July 11, 2022

Midway-ride nausea all part of aging for older Stampede-goers, says UCalgary researcher

Vestibular function expert says the young are better equipped to handle carnival rides
Calgary Stampede midway
University of Calgary files/Riley Brandt

Is the classic Tilt-A-Whirl now more of a Tilt-and-Hurl? Has a ride on the Zipper become a stomach flipper? 

Take solace, aging Calgary Stampede midway fans: finding nausea where you once sought the thrills-and-spills joy of carnival rides is not only common, it’s also as much a part of getting older as wrinkles and grey hair. 

So says a University of Calgary researcher who studies motion sickness and the factors that can leave older midway riders wishing they had just said “No” to the classic carny question, “Do you want to go faster?” 

Spinning chair offers answers 

“I suspect it is some degree of sensory incongruence that crops up when older adults hop on a midway ride, which is something they likely don’t do very often in everyday life,” says Dr. Ryan Peters, PhD, assistant professor in the Faculty of Kinesiology and a member of the Hotchkiss Brain Institute in the Cumming School of Medicine. 

Peters has spent a lot of time studying the vestibular system, part of your inner ear that senses head motion and relays this to the brain to help regulate balance, and compensate for external forces like those experienced on a ride and Earth’s gravity. 

Using a specialized  chair that spins in place (“kind of like a research-grade Gravitron,” says Peters), the scientist authored a research paper on vestibular function in young and older adults, finding that vestibular sensitivity declines with age. 

“This is analogous to the hearing loss we experience with age — both the auditory and vestibular systems rely on tiny, delicate, hair cell receptors in the inner ear to detect sound pressure waves and head motion,” says Peters. “We lose these hair cells across the lifespan at a steady rate.”

Ryan Peters

Ryan Peters places a wearable vestibular stimulation device on a student in the lab.

Ryan Peters

Vestibular system needs to match other sensory information 

In basic terms, we need those receptors to help our brain deal with the sensory information that comes with a thrill ride at the Stampede, and when the vestibular system can’t keep up, we get sick.  

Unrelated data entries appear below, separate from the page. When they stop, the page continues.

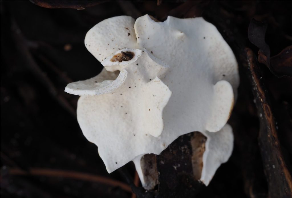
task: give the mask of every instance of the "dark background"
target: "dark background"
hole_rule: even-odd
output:
[[[234,33],[228,35],[218,27],[227,42],[239,40],[257,54],[258,48],[247,37],[254,18],[268,25],[266,41],[271,56],[292,44],[291,1],[163,1],[159,6],[156,1],[45,3],[43,6],[73,8],[50,9],[28,1],[1,1],[3,197],[134,196],[115,186],[114,181],[128,184],[118,171],[107,172],[97,147],[85,139],[77,122],[78,96],[63,91],[68,83],[92,77],[101,70],[101,65],[85,48],[84,39],[87,31],[102,20],[121,15],[136,18],[146,14],[162,21],[169,15],[202,15],[216,25],[216,19],[220,18]],[[241,84],[229,122],[235,137],[234,152],[209,185],[198,190],[196,197],[267,196],[258,140],[258,115],[252,87],[239,63]],[[281,152],[291,171],[291,78],[277,77],[260,65],[277,122]],[[132,163],[126,166],[133,177]],[[52,175],[50,171],[55,170],[60,171]]]

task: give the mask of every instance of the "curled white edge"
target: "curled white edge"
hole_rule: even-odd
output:
[[[168,23],[169,23],[169,20],[168,20],[168,18],[172,18],[171,17],[169,17],[168,18],[168,20],[167,20],[168,21]]]
[[[205,144],[205,150],[203,154],[203,166],[200,180],[207,186],[217,169],[221,164],[227,162],[231,156],[233,150],[234,138],[232,128],[228,124],[225,124],[216,133],[207,131],[202,133],[207,139]],[[145,184],[141,165],[141,160],[145,154],[138,156],[133,160],[143,187],[145,186]]]
[[[232,128],[226,124],[216,133],[203,133],[207,138],[203,154],[203,167],[200,180],[208,185],[220,165],[227,162],[233,150],[234,137]]]

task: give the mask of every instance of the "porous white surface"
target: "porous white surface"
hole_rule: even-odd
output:
[[[207,185],[232,152],[232,130],[225,124],[239,80],[234,55],[216,27],[201,18],[157,22],[146,15],[135,22],[121,16],[96,25],[85,42],[107,70],[120,71],[113,81],[79,81],[65,90],[84,95],[78,122],[109,172],[135,159],[143,184],[139,158],[199,131],[207,138],[201,178]],[[135,56],[109,60],[121,50]]]

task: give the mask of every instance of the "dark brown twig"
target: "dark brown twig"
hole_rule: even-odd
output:
[[[61,177],[67,178],[98,182],[112,186],[118,186],[124,190],[132,192],[131,188],[120,182],[96,175],[74,171],[46,169],[33,168],[28,172],[16,168],[10,169],[9,173],[14,175],[33,176],[48,177]]]

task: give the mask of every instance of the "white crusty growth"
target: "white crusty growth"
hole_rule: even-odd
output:
[[[200,18],[121,16],[97,24],[85,44],[105,68],[65,91],[83,96],[78,122],[108,171],[134,160],[143,184],[143,155],[198,131],[207,138],[201,179],[207,185],[232,152],[226,123],[239,82],[234,55],[215,26]]]

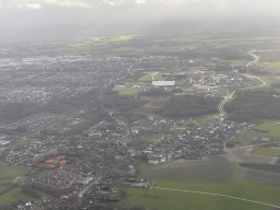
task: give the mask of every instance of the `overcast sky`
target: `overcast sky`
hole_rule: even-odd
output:
[[[2,32],[234,16],[278,19],[280,0],[0,0]]]

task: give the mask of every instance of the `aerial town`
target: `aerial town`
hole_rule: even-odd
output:
[[[106,94],[124,89],[149,92],[154,88],[168,91],[177,86],[177,90],[180,89],[175,84],[177,80],[185,85],[186,93],[194,85],[255,84],[237,72],[188,79],[195,66],[194,61],[182,62],[176,56],[2,59],[1,104],[18,103],[25,110],[15,105],[18,115],[9,115],[9,110],[3,115],[1,161],[9,166],[31,167],[30,173],[35,176],[22,177],[23,188],[30,194],[39,189],[51,196],[42,203],[28,202],[24,208],[55,209],[71,205],[73,198],[84,203],[92,199],[108,201],[112,199],[108,195],[118,200],[124,194],[121,186],[154,185],[137,179],[142,162],[156,165],[176,159],[224,154],[226,142],[253,125],[217,118],[185,130],[191,122],[150,115],[131,121],[115,108],[117,100],[112,105],[106,102]],[[161,73],[163,68],[183,71]],[[149,71],[150,78],[139,79],[139,74]],[[126,83],[128,79],[135,82],[132,88]],[[138,85],[141,82],[144,85]],[[107,113],[101,114],[106,105]],[[171,135],[174,128],[178,131]]]

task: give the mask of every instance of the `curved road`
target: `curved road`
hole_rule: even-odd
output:
[[[252,66],[253,63],[257,62],[259,60],[259,56],[253,54],[255,50],[252,50],[248,52],[248,55],[253,56],[255,58],[255,60],[253,61],[249,61],[247,67]],[[233,67],[232,67],[233,68]],[[259,77],[256,77],[256,75],[248,75],[248,74],[244,74],[245,77],[247,78],[254,78],[254,79],[257,79],[259,80],[260,82],[262,82],[262,84],[258,85],[258,86],[249,86],[249,88],[245,88],[245,89],[241,89],[241,90],[246,90],[246,89],[257,89],[257,88],[261,88],[261,86],[265,86],[267,83],[261,80]],[[223,108],[223,105],[226,104],[231,98],[232,96],[234,95],[236,91],[232,92],[231,94],[229,94],[229,90],[228,90],[228,95],[224,97],[224,100],[218,105],[218,109],[220,112],[220,116],[223,117],[226,113]]]

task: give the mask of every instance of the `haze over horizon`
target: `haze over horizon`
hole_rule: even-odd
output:
[[[0,0],[2,38],[128,33],[168,21],[279,20],[278,0]],[[233,23],[232,22],[232,23]]]

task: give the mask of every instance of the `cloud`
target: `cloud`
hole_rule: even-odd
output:
[[[136,0],[135,3],[136,3],[136,4],[142,4],[142,3],[147,3],[147,1],[145,1],[145,0]]]
[[[59,5],[66,8],[92,8],[92,4],[82,0],[44,0],[46,4]]]
[[[22,8],[22,4],[18,4],[19,8]],[[42,9],[42,5],[38,3],[26,3],[26,8],[28,9]]]

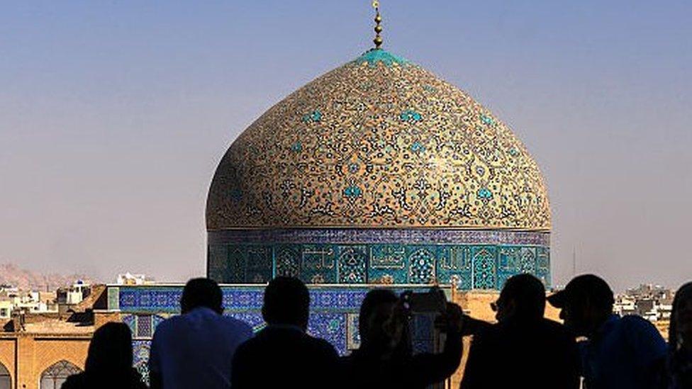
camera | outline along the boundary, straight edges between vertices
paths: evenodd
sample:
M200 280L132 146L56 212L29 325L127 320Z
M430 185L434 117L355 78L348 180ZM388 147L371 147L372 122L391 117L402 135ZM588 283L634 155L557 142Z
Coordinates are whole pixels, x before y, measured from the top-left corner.
M406 291L401 293L401 298L409 315L443 314L447 310L447 296L436 286L422 293Z

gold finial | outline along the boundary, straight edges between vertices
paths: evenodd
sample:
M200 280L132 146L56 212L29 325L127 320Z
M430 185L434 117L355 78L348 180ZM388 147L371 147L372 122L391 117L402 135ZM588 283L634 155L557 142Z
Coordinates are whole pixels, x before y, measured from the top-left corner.
M380 26L380 23L382 22L382 17L379 16L379 0L372 1L372 8L375 9L375 39L372 40L372 42L375 44L375 48L379 49L380 46L382 45L382 37L379 36L379 33L382 32L382 26Z

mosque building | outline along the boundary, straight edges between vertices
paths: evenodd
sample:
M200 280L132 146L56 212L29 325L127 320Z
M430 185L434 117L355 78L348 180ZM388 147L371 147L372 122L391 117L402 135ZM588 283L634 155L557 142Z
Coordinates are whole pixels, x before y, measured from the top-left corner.
M260 329L264 286L298 277L311 294L308 331L342 354L359 345L357 312L373 288L439 285L473 314L513 275L551 283L550 208L535 161L467 94L381 48L379 12L375 21L374 48L233 142L206 208L207 275L222 284L225 314ZM130 325L146 373L156 326L179 311L182 291L109 285L94 312ZM413 323L416 349L433 347L431 329Z

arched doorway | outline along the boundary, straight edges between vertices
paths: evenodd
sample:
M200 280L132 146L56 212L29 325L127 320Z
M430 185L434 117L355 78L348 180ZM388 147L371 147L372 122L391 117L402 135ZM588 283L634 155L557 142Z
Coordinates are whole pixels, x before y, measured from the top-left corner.
M11 389L12 378L5 365L0 363L0 389Z
M67 361L60 361L48 366L41 373L39 389L60 389L62 383L72 374L82 373L82 369Z

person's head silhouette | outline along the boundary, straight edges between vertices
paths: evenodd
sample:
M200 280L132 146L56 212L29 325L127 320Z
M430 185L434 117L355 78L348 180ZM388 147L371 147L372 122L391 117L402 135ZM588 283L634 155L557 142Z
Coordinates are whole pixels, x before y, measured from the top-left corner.
M531 274L513 276L505 281L493 308L499 322L510 319L540 319L545 311L543 283Z
M204 307L218 314L223 312L223 294L216 281L209 278L192 278L187 281L180 298L180 310L187 313Z
M401 300L388 289L365 295L358 316L361 349L378 354L408 352L406 313Z
M310 316L310 293L303 281L277 277L264 289L262 315L269 325L293 325L305 331Z
M692 353L692 282L675 293L669 326L668 342L671 349L684 348Z
M132 368L132 333L124 323L106 323L94 332L84 371L104 374Z
M613 291L603 278L584 274L573 278L564 289L548 297L560 308L560 318L577 336L590 337L613 314Z

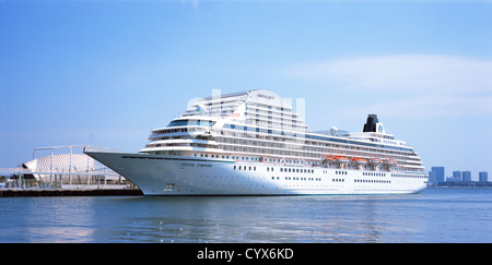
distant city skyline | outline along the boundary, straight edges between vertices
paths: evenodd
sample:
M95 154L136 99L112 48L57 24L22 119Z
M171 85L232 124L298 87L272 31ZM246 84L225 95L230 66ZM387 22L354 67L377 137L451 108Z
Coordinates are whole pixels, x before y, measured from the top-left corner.
M490 1L0 1L0 167L138 152L194 97L305 98L313 131L376 113L426 170L492 172Z
M446 167L431 167L429 171L430 182L445 181L491 181L488 178L488 171L472 172L470 170L450 170ZM485 180L487 179L487 180Z

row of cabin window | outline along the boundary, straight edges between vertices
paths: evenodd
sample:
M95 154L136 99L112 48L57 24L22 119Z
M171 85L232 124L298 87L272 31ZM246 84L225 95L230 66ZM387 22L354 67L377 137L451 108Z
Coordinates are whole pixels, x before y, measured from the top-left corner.
M238 167L238 168L236 168L236 167ZM251 167L251 166L249 166L249 169L248 169L248 166L234 166L234 170L253 170L253 171L256 171L256 167Z
M280 177L271 177L272 180L280 180ZM321 178L298 178L298 177L285 177L285 180L307 180L307 181L321 181Z

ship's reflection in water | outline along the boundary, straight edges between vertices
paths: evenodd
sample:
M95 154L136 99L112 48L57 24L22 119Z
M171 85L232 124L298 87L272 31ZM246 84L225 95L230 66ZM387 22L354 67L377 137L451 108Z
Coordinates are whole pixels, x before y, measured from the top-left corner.
M3 197L0 242L492 242L491 192Z

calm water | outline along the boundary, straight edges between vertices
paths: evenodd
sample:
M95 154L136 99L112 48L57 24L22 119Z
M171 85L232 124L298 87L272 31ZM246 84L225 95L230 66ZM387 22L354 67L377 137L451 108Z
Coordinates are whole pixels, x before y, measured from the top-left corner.
M285 197L0 197L0 242L492 242L492 190Z

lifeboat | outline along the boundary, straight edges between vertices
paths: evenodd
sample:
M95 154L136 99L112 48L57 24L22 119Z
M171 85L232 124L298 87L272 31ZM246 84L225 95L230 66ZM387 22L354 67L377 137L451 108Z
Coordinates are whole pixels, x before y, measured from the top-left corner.
M332 164L332 162L335 162L335 157L333 157L333 156L326 156L326 157L325 157L325 162L326 162L326 164Z
M340 164L348 164L349 162L349 158L347 158L344 156L335 156L333 159L335 159L335 161L340 162Z
M352 158L352 162L354 162L355 165L365 165L367 164L367 160L361 157L354 157Z
M390 168L394 168L394 167L397 166L395 159L385 159L385 160L384 160L384 164L385 164L387 167L390 167Z
M368 160L368 164L371 164L373 166L379 166L380 165L380 159L379 158L371 158Z

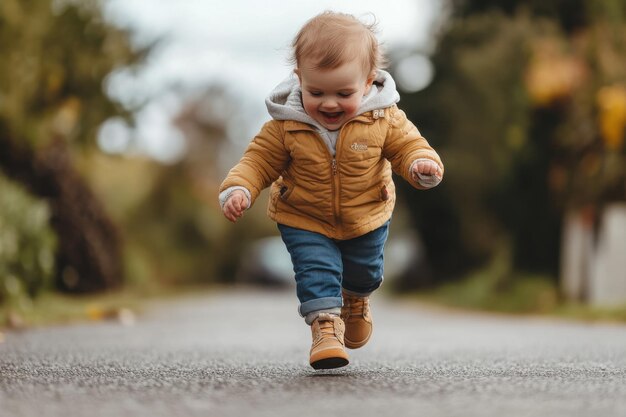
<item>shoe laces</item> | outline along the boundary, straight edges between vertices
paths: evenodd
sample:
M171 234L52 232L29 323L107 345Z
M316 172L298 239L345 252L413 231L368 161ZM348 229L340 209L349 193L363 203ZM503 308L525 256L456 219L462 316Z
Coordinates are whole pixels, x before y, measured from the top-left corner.
M317 319L317 323L319 326L319 335L318 339L326 339L329 337L335 338L338 337L341 333L341 329L335 328L335 320L334 316L321 314Z
M369 310L369 298L344 295L344 307L346 307L348 317L365 317Z

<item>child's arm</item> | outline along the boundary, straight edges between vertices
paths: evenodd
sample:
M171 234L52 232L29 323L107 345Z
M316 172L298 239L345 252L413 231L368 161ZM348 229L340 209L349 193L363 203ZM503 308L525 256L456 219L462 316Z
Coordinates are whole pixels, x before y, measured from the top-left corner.
M389 109L388 117L389 130L383 153L394 172L421 190L438 185L444 167L437 152L402 110L394 106Z
M266 123L220 185L220 206L228 220L241 217L287 167L289 152L282 141L281 126L275 121Z

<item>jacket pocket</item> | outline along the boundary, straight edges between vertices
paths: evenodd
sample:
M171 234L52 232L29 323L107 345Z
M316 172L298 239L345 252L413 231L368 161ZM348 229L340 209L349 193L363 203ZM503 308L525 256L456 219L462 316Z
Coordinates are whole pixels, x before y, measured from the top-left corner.
M380 201L387 200L389 200L389 189L387 188L387 184L383 184L383 186L380 187Z
M285 201L289 200L289 196L293 192L293 188L293 185L287 185L285 183L281 184L278 190L278 196L280 199Z

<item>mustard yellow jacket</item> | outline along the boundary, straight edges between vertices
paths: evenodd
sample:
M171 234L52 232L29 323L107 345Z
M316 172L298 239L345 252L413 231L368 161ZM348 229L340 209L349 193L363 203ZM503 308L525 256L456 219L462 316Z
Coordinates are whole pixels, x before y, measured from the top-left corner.
M268 216L332 239L351 239L382 226L396 201L392 169L415 188L416 159L437 153L396 105L368 111L340 130L333 157L315 128L294 120L271 120L228 173L220 192L241 186L251 204L271 186Z

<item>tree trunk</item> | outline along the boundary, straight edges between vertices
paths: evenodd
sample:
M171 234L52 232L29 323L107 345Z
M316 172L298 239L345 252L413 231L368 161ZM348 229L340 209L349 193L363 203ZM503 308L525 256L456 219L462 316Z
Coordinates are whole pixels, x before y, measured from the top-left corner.
M96 292L122 282L121 240L102 204L74 169L67 145L56 140L39 151L11 137L0 121L0 169L51 208L58 239L56 286Z

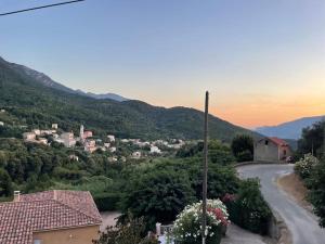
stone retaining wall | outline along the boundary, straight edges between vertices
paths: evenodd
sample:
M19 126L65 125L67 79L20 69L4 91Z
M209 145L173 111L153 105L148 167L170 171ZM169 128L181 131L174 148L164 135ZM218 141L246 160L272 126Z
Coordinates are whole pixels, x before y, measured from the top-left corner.
M273 217L269 226L269 235L277 244L292 244L292 235L278 213L272 211Z

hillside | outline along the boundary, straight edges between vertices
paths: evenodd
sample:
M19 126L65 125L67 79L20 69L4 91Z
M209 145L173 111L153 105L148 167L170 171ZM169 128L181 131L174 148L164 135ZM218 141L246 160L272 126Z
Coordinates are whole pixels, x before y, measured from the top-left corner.
M126 138L200 139L203 136L204 115L197 110L157 107L141 101L96 100L61 89L62 85L56 82L47 86L26 74L25 68L0 60L0 106L20 126L49 127L57 123L66 131L78 131L82 123L96 134L109 132ZM210 138L224 141L236 133L251 133L214 116L210 116L209 127Z
M268 137L298 140L301 137L303 128L309 127L316 121L321 121L323 118L325 118L325 116L299 118L277 126L259 127L256 131Z
M0 57L1 59L1 57ZM128 101L128 99L119 95L119 94L115 94L115 93L105 93L105 94L95 94L92 92L84 92L82 90L74 90L70 89L68 87L65 87L56 81L54 81L53 79L51 79L49 76L47 76L43 73L37 72L35 69L31 69L29 67L26 67L24 65L21 64L15 64L15 63L6 63L12 69L14 69L16 73L22 74L23 76L27 76L30 79L46 86L46 87L50 87L50 88L54 88L57 90L62 90L68 93L73 93L73 94L80 94L80 95L84 95L84 97L89 97L92 99L110 99L110 100L115 100L118 102L123 102L123 101Z

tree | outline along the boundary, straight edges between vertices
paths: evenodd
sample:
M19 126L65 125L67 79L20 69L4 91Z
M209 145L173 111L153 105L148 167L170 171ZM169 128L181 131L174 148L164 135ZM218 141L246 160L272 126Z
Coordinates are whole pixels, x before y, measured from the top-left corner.
M158 241L145 235L143 218L134 219L129 213L126 223L118 223L115 228L108 227L101 233L94 244L158 244Z
M13 187L8 171L0 168L0 196L11 196L13 194Z
M325 228L325 157L315 165L309 187L309 200L314 206L314 213L320 217L320 226Z
M186 174L172 170L142 170L133 174L123 194L123 210L144 217L147 228L156 222L170 223L193 201Z
M318 121L302 129L301 139L298 141L298 153L300 155L313 153L316 156L322 155L324 143L325 121Z
M231 147L238 162L252 160L252 137L248 134L238 134L233 139Z

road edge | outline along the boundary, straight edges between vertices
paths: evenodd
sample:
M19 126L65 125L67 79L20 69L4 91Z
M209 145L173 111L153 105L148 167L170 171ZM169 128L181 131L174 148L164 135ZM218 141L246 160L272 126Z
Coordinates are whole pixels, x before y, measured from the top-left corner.
M244 162L234 165L234 168L240 168L249 165L284 165L284 163L272 163L272 162ZM292 234L287 227L282 216L274 210L272 207L272 221L269 226L269 235L276 244L292 244Z

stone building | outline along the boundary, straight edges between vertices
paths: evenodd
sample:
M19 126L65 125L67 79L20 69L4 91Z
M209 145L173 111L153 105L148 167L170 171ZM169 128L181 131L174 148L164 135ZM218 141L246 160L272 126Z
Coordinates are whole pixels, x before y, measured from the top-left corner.
M1 244L91 244L99 237L101 215L89 192L15 192L0 204Z
M285 162L292 155L289 144L280 138L263 138L253 144L255 162Z

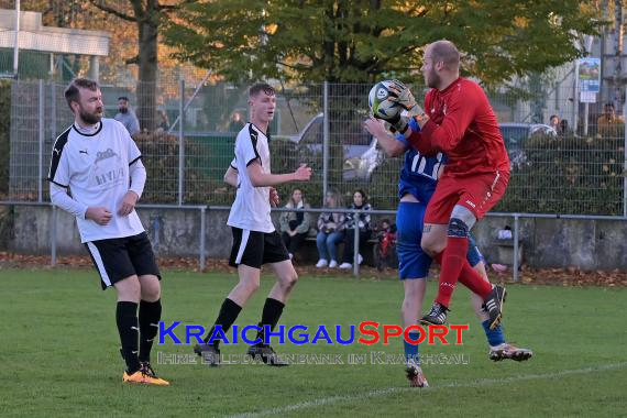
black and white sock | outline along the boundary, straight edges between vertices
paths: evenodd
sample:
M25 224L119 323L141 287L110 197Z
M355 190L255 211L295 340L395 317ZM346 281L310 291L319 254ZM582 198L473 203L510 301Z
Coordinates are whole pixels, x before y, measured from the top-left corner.
M151 361L153 341L158 332L161 320L161 299L140 301L140 362Z
M216 323L213 324L213 327L211 327L211 330L209 331L207 337L205 337L205 342L206 343L209 342L209 339L211 338L211 334L213 333L216 326L221 326L222 332L227 333L229 328L231 328L233 322L235 322L235 319L238 319L238 315L240 315L241 310L242 310L241 306L239 306L231 299L226 298L224 301L222 302L222 307L220 308L220 314L218 314L218 318L216 319ZM219 340L213 341L213 346L218 348L219 344L220 344Z
M262 339L262 344L264 344L265 342L264 340L264 326L270 326L270 330L274 331L274 329L276 328L276 324L278 323L278 319L280 318L280 315L283 314L283 308L285 308L285 304L282 301L278 301L276 299L273 298L267 298L265 299L265 304L263 306L263 312L262 312L262 321L260 322L260 328L261 331L257 332L257 338Z
M127 372L133 374L140 370L138 358L140 328L138 323L138 304L134 301L119 301L116 309L116 322L122 343L122 355L127 362Z

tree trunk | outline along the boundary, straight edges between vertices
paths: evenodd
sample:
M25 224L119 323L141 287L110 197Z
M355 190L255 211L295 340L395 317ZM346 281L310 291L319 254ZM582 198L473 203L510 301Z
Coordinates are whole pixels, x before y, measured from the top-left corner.
M150 14L147 11L146 14ZM156 128L156 77L157 77L157 35L158 25L148 16L138 19L140 32L138 118L143 130Z

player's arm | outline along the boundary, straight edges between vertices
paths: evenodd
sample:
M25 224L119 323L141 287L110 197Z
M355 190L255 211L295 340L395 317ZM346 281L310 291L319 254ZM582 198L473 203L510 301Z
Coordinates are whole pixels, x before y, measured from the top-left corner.
M251 161L246 167L251 184L254 187L278 186L289 182L308 182L311 178L311 167L301 164L294 173L270 174L264 173L258 158Z
M378 145L388 157L403 155L405 152L406 145L389 135L382 120L370 117L364 122L364 128L371 133L371 135L376 138Z
M227 172L224 173L224 183L230 186L238 187L239 180L238 169L232 165L229 165L229 168L227 168Z
M103 207L84 205L67 194L67 188L55 183L51 183L51 201L68 213L80 219L89 219L94 222L106 226L111 220L111 212Z
M144 167L141 156L138 156L129 165L129 176L131 177L131 186L129 187L129 191L127 191L122 198L118 209L118 213L122 217L125 217L135 210L135 205L144 193L144 186L146 184L146 167Z
M82 205L75 199L73 199L67 194L67 188L57 185L56 183L51 183L51 201L54 206L65 210L66 212L81 219L85 218L87 212L87 205Z
M464 138L479 106L475 97L462 100L458 95L449 103L448 113L439 125L431 120L425 123L421 131L422 139L428 139L436 150L451 152Z

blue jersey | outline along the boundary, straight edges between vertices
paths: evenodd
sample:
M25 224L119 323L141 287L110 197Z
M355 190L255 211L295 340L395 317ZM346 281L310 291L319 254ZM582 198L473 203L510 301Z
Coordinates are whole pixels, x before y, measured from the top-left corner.
M409 125L415 132L420 131L416 120L411 119ZM447 162L446 156L438 153L436 156L427 157L413 148L403 135L396 135L396 140L404 143L406 150L398 182L398 198L411 194L418 201L427 205L436 191L440 167Z

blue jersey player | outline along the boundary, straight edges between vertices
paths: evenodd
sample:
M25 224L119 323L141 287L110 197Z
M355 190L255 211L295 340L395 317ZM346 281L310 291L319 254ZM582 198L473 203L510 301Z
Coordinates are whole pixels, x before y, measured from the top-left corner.
M420 248L424 232L424 218L427 204L436 190L439 175L446 164L446 155L426 157L409 146L403 135L392 138L385 129L383 121L370 118L364 123L366 130L373 134L380 146L387 156L395 157L405 154L400 179L398 182L398 210L396 213L397 227L397 252L398 275L405 288L402 317L403 328L418 322L425 298L426 278L429 275L431 257ZM411 129L419 130L415 120L410 121ZM487 280L483 257L471 238L468 260L470 264ZM461 278L460 278L461 280ZM483 310L483 300L475 294L471 294L472 306L475 315L482 322L490 344L490 359L499 361L513 359L522 361L529 359L532 353L526 349L519 349L505 341L503 329L498 326L490 330L488 316ZM411 334L413 340L418 339L418 333ZM428 386L427 380L419 366L418 345L405 342L405 355L407 358L407 377L413 387Z

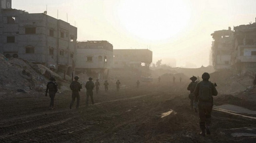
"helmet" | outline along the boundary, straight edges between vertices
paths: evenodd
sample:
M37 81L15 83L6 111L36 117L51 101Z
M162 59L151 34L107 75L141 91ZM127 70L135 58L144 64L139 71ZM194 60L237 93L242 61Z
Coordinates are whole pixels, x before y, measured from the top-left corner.
M75 79L76 80L78 80L78 79L79 79L79 76L75 76L75 77L74 77L74 79Z
M193 76L191 77L189 79L192 81L196 81L197 79L197 78L194 76Z
M208 72L204 72L202 75L202 78L204 80L208 80L210 78L210 74Z
M50 78L50 80L51 81L56 81L55 78L53 76L51 76L51 77Z

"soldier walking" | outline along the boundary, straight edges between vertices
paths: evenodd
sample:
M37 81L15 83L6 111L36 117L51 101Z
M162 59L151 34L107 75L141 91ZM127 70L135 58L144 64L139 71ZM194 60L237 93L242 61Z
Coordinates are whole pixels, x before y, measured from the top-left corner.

“When we’re on a midway ride, we take in sensory information from multiple sources — the skin on our back/butt tells us about the pressure against the seat, our eyes provide information about visual details and patterns of motion and our vestibular system tell us about movement of the head,” explains Peters.  

“Under typical circumstances, our brain seamlessly combines these different sensory cues to provide a unified perception of the ride we’re experiencing. However, we know that when these signals are incongruent this leads to motion sickness, dizziness, nausea and so forth.” 

If you’ve ever turned green playing a video game, you’ve experienced what happens when vivid visual optic flow patterns fail to match what the vestibular system senses. This special type of motion sickness, called “simulator sickness” or “cyber sickness” is well-known in astronauts and pilots using virtual-reality based training programs. 

Ride a lot, feel better eventually 

The good news? Practice can reduce this effect, with the human nervous system able to adjust and compensate for this type of incongruence. 

Peters, who is co-director of the University’s Integrative Sensorimotor Neuroscience Laboratory, is currently working with a company, Neursantys, to develop wearable vestibular stimulation units that could, in theory, alleviate these symptoms of motion sickness. 

The bad news? The unit isn’t available yet, so for older thrill-seekers it means suffering through more midway misery before it’ll get better. 

“That would mean that older adults should just hop on more and more midway rides to alleviate their symptoms,” says Peters. 

“While this is good news for the marketing team at the Stampede, ‘Make yourself sick and just push through it,’ may not be a treatment older midway riders want to try.”